00:32:15:04 - 00:32:34:00
Kevin Eikenberry
All right. Awesome. Again, everybody, a first, to have the transcripts of a conference from the 1970s be the thing that our guest is reading. So, Kevin, the thing you probably most wanted me to ask you all along is, where can people connect with you? Get the book. What are the next steps in terms of them?

00:32:34:00 - 00:32:35:12
Kevin Eikenberry
And you?

00:32:35:14 - 00:33:00:12
Kevin Black
So, please, Kevin Black, 1999. Kevin Black on LinkedIn. You'll you'll find me. The book is on Amazon. It's a Walmart. It's a Barnes Noble. I, I'm very, very proud of it. And I would tell you, this is the book that I wish I, I, I wrote and I had read and I have a great testimonial from Colonel Douglas McGregor, who's I was actually, on the short list of being a secretary to, Secretary of War.

00:33:00:14 - 00:33:24:06
Kevin Black
I would, yeah. So Kevin Black dot my website. Kevin Black that co not com co.com is the country singer Kevin Blanco.

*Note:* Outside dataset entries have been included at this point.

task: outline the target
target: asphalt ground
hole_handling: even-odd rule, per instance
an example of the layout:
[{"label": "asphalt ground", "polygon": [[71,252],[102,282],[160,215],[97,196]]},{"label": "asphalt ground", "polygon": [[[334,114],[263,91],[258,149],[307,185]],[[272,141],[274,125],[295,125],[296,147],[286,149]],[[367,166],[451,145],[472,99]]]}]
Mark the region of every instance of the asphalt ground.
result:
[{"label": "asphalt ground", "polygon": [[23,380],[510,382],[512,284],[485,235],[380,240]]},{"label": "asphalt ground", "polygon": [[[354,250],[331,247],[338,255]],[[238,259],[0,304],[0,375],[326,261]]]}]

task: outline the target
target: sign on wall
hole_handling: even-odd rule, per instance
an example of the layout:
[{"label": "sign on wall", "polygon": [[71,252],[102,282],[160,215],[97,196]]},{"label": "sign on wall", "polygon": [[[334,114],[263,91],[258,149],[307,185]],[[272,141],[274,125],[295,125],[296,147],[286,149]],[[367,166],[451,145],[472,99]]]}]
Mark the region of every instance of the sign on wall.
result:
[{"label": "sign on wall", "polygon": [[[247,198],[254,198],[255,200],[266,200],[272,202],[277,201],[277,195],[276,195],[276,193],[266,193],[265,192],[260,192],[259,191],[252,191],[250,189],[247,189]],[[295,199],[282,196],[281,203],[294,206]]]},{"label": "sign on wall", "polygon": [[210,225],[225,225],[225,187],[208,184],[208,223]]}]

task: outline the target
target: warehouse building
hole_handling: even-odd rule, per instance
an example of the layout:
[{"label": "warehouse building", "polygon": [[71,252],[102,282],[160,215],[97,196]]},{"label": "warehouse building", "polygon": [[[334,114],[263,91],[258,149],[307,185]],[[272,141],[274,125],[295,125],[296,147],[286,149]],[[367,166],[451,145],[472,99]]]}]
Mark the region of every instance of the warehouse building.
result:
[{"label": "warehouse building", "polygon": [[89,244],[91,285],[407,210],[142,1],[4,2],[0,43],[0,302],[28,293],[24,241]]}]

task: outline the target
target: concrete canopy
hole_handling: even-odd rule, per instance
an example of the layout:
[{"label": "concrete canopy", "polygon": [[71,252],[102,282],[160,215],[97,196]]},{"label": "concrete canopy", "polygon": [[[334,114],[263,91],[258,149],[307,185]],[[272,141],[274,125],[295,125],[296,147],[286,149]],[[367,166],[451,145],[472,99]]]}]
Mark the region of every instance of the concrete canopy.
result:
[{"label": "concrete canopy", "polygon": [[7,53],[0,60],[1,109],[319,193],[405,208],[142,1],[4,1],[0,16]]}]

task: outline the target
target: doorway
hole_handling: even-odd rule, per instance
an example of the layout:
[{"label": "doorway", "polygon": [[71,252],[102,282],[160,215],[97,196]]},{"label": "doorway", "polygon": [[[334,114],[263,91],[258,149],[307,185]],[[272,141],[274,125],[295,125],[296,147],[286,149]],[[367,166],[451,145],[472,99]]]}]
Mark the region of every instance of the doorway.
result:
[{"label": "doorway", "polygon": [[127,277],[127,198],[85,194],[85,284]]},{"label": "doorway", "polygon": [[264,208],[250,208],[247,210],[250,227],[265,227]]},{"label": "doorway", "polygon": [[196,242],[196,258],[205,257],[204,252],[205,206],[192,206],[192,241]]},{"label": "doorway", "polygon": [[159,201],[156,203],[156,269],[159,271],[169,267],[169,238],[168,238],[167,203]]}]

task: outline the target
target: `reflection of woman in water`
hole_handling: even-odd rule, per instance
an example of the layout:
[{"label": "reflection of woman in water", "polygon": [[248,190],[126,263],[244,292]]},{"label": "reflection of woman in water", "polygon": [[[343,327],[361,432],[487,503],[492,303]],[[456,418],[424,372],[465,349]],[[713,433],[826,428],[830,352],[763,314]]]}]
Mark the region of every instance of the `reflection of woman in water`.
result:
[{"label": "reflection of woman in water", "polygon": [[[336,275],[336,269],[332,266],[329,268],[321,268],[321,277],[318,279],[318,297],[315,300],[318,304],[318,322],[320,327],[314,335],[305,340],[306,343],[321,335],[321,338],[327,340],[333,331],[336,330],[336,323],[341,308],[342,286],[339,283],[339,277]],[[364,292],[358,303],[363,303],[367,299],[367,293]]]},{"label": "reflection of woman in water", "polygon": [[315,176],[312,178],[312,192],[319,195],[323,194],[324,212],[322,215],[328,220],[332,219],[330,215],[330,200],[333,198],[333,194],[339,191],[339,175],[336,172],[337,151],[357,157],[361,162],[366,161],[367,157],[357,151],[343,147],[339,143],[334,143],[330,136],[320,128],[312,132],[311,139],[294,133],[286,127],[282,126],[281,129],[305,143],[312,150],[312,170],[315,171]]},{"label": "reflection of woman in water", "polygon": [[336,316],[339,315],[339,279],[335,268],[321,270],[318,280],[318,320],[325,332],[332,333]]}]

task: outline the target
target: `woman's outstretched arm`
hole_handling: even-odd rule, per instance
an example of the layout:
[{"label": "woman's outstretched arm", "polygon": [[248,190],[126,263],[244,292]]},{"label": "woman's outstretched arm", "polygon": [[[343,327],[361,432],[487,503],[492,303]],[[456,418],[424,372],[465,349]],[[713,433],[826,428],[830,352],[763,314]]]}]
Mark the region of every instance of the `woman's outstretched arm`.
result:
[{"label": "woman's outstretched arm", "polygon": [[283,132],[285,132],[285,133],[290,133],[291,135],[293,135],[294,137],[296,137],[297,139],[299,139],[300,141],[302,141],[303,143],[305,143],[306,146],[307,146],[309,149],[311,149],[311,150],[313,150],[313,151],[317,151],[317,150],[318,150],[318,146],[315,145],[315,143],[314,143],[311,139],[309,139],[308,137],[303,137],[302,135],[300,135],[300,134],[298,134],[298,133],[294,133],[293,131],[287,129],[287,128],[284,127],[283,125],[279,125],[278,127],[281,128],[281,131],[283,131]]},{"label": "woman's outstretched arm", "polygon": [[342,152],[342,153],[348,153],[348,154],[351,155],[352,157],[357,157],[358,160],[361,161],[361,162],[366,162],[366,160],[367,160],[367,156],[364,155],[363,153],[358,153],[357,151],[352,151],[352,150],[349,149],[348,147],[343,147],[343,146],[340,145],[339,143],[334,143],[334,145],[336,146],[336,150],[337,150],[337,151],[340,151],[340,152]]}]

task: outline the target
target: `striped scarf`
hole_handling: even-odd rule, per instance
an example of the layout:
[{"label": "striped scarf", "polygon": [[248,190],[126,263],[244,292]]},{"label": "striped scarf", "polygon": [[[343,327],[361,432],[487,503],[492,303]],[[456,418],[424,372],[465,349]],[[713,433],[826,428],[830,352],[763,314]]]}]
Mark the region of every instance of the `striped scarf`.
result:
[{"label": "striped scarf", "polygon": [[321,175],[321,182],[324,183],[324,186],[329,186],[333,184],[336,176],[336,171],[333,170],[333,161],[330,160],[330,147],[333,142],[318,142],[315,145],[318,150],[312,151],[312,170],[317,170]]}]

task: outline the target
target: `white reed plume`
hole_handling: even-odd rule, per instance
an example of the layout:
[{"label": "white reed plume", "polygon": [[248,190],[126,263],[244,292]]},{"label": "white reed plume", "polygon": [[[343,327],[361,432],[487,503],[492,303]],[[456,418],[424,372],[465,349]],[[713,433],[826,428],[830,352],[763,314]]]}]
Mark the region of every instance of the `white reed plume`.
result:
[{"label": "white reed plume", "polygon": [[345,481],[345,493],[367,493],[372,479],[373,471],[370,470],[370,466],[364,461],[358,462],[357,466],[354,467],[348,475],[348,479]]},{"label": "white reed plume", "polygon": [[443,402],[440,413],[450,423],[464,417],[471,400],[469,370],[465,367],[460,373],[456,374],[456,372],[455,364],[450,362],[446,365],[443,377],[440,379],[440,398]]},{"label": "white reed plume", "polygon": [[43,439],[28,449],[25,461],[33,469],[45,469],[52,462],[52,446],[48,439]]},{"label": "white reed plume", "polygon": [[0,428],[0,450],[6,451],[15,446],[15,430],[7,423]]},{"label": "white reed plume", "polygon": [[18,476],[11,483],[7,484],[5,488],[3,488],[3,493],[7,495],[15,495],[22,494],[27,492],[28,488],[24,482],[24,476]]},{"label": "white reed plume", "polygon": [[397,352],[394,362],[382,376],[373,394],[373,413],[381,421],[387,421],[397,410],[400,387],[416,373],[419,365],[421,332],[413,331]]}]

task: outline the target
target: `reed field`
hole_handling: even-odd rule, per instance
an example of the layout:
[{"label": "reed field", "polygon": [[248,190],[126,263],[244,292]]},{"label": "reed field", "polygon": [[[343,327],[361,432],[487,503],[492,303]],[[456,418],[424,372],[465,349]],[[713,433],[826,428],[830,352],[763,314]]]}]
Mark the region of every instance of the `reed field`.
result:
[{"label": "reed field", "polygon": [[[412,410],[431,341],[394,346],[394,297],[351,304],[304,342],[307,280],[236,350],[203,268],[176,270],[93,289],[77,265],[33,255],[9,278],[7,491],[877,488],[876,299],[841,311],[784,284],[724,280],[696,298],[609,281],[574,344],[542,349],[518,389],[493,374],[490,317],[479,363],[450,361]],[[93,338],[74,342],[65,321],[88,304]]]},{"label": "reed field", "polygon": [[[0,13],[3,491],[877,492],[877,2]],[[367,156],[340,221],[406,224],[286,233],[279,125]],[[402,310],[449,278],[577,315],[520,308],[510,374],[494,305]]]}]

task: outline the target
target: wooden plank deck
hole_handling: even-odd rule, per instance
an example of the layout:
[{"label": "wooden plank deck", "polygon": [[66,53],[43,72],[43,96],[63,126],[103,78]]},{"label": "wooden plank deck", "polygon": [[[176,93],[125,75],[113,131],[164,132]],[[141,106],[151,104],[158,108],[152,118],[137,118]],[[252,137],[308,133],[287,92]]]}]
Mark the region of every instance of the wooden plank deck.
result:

Look me up if you have any questions I would love send me some questions. I would love to answer them. I'm really, really passionate about this new subject. And follow me on LinkedIn and, I'll keep you updated to, new updates and what's coming up.

00:33:24:08 - 00:33:56:19
Kevin Eikenberry
Kevin Black black.co and the chaos book.com. So before we go, everybody, I want to remind you that this episode has been brought to you by, my latest book, the, the excuse me, flexible leadership. And you can learn more about flexible leadership by going to Kevin Eikenberry. Dot com slash flexible. Now before we go, I've asked all of the questions that I have time to ask Kevin, but I still have a question for you, dear listener.

00:33:57:00 - 00:34:20:20
Kevin Eikenberry
And that question is this. Now what what are you going to do now? What action you're going to take? There's some thing or things that you heard from Kevin that that hit you. They were the things you needed to hear. They were the things that you needed to learn and understand today. And that's great. But none of that matters if you don't take action on what you heard or learn.

00:34:20:20 - 00:34:40:19
Kevin Eikenberry
So my challenge to you is to take action on what those things are for you to think about those places where perhaps chaos is causing you to stumble rather than being seen as just inevitable. And how do I move forward? And so whatever those next steps are, I hope that you will take those. And I hope that there's one more.

00:34:40:19 - 00:34:53:02
Kevin Eikenberry
So before I say this, Kevin, thank you for being here. It was a pleasure to have you. And so there's one other thing that I hope you all do. And that's to come back next week for another episode of the Remarkable Leadership Podcast. We'll see you then.

Meet Kevin

Kevin's Story: Kevin Black is the author of Strength in Chaos: The Ultimate Leadership Blueprint for Mastering the Uncontrollable, the first book to measure chaos at the leader and team level. He is a veteran U.S. Army officer, strategic advisor, author, and founder of Chaos Studies in Leadership, a new domain exploring how leaders, strategies, and behaviors intersect under pressure. Known for his innovative use of computer wargaming and behavioral profiling, he helps organizations craft flexible strategies and build high-performing teams that thrive under pressure. Kevin’s been published in Forbes and USA Today and lives in Scottsdale, Arizona, with his two Australian Cattle Dogs and an American Dingo.